The message ID is the actual ID of the CAN message, e.g. SYSTEM_CAN_MESSAGE_SOLAR_FAULT; the device ID is uniquely assigned to each project, e.g. SYSTEM_CAN_DEVICE_CENTRE_CONSOLE; and the ACK flag is used for the acknowledgement system. Normally, the ACK flag is 0 to indicate a data message. When a “critical” message is received (currently defined as a message with message ID <= 13), our CAN library automatically responds with a message with the same message ID, ACK = 1 to indicate an acknowledgement message, and the device ID of the current device. This can be used to make sure certain devices have received certain messages with can_ack_add_request, e.g. the power up/down sequences in centre console use this extensively.

Due to this splitting, we have 2^6=64 possible message IDs per device ID and 2^4=16 possible device IDs. The issue is that our codegen tooling doesn’t allow a message with the same message ID to be sent from multiple devices, except for ACKs! There’s no way to specify multiple sources for a message. This limits us to just 64 message IDs total, rather than 64 message IDs per device ID, and this is really tight.

Here are a few suggestions to improve our CAN ID allocation. All of them are backwards-incompatible and will require changes to the core CAN library as well as codegen-tooling, so tread carefully.
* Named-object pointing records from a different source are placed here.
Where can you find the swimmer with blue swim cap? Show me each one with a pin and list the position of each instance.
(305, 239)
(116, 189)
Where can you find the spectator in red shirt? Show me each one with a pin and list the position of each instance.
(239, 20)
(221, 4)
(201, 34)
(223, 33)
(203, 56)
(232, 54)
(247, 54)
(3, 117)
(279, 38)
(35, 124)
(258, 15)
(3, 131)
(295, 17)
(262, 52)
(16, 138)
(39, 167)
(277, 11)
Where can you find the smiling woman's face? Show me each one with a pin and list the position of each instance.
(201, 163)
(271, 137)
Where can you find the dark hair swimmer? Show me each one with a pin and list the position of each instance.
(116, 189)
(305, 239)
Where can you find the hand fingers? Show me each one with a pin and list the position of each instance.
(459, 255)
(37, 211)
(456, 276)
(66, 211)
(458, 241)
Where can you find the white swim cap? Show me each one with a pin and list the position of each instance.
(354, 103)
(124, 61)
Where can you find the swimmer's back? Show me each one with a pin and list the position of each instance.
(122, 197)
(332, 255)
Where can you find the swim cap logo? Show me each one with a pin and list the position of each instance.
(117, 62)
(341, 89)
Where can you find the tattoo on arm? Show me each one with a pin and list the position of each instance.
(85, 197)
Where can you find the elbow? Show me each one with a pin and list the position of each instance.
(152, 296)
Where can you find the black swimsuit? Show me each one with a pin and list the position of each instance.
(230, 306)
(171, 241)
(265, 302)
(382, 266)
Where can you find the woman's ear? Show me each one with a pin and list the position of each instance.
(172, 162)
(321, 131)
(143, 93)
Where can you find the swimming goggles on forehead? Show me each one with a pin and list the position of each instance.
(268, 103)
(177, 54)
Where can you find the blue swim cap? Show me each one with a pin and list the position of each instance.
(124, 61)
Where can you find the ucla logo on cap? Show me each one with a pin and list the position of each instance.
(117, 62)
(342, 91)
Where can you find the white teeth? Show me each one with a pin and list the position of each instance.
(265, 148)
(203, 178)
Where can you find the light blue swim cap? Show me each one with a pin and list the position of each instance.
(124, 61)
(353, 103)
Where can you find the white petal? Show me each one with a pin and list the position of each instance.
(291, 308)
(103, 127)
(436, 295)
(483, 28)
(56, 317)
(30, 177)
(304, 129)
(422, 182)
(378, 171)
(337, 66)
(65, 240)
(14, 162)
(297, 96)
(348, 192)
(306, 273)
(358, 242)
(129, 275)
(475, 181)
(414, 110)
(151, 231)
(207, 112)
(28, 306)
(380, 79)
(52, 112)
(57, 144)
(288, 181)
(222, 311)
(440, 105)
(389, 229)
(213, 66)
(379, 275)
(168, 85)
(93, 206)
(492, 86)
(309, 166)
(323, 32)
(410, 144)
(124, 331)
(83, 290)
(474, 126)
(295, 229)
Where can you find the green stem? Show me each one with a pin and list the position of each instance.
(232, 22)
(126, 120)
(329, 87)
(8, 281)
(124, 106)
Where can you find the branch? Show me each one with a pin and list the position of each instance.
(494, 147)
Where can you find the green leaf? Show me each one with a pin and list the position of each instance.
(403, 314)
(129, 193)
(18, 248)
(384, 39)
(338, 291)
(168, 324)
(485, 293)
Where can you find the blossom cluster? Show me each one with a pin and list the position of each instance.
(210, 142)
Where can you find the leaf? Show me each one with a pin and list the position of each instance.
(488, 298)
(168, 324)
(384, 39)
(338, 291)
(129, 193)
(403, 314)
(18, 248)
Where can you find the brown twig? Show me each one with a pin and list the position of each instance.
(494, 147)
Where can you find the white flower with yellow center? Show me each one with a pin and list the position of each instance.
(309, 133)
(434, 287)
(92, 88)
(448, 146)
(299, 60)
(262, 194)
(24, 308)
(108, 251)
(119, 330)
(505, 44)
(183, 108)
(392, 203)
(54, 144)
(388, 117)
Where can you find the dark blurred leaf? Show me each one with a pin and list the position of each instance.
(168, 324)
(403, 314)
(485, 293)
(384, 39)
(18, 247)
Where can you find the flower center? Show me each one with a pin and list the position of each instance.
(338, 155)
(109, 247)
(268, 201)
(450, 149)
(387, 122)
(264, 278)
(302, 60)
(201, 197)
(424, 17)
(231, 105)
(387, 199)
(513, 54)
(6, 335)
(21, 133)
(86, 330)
Use the device ID as well as the message ID to determine the message

This one is fairly simple: our current codegen tooling doesn’t allow multiple device IDs to share the same message ID (so if two devices want to send the same message, they have to use two message IDs, like SYSTEM_CAN_MESSAGE_FRONT_CURRENT_MEASUREMENT and SYSTEM_CAN_MESSAGE_REAR_CURRENT_MEASUREMENT). To give us more messages, let’s change it so that two CAN messages with the same message ID and different device IDs are considered different messages. This would give us 64 messages per device ID, for a total of 1024 possible messages. In essence, we’d just consider message ID + device ID to identify a distinct CAN message, rather than just the message ID.

This would require extensive changes to codegen-tooling, to the CAN library, and to telemetry, as well as reflashing all the boards onsite when we’re done.

An important thing to consider here is priority. Since a smaller arbitration ID has priority on the CAN bus, and the message ID takes up the most significant bits of the message, the message ID determines the priority of a message on the bus. So if you’re writing firmware for a tiny unimportant sensor and need a few CAN messages to send back voltage data, don’t start your message IDs at 0 and increment: otherwise your sensor might delay something important like the BPS heartbeat. I think it’s also reasonable to keep the convention of defining a set of critical message IDs which get ACKed, and priority levels: see the top of can_messages.asciipb in codegen-tooling-msxiv for some idea of priority levels.

Use a special message ID for ACKs instead of a bit in the arbitration ID

An ACK message currently has the following attributes:

  • same message ID as the message it’s ACKing, ACK bit set to 1, device ID of the current device

  • contains 1 byte of data: the ACK status (see CanAckStatus from can_ack.h)

Instead, we could just reserve a message ID for ACKs (one message ID per device ID if we implement the previous suggestion), then send both the message ID (+ device ID) we’re ACKing and the ACK status in the data. This would allow us to remove the ACK bit from the arbitration ID, so we can then allocate it to the message ID and double the number of message IDs (or double the number of device IDs).

This would require less extensive changes, but still some wide-ranging backwards-incompatible changes to codegen-tooling, the CAN library, and telemetry.

Advantages of the current ACK bit system:

  • the priority of an ACK is the same as the message it’s ACKing (actually very slightly lower)

Advantages of the reformed special message ID system:

  • double the message IDs (or device IDs)

We’d have to choose an appropriate message ID to reserve. 0 or 1 might be appropriate because ACKs are sent for critical messages so they are themselves critical; in particular ACKs are used for the BPS heartbeat system and power sequence messages. Since critical messages aren’t sent too often it probably doesn’t matter the exact value as long as it’s lower than all the messages sent frequently/continuously.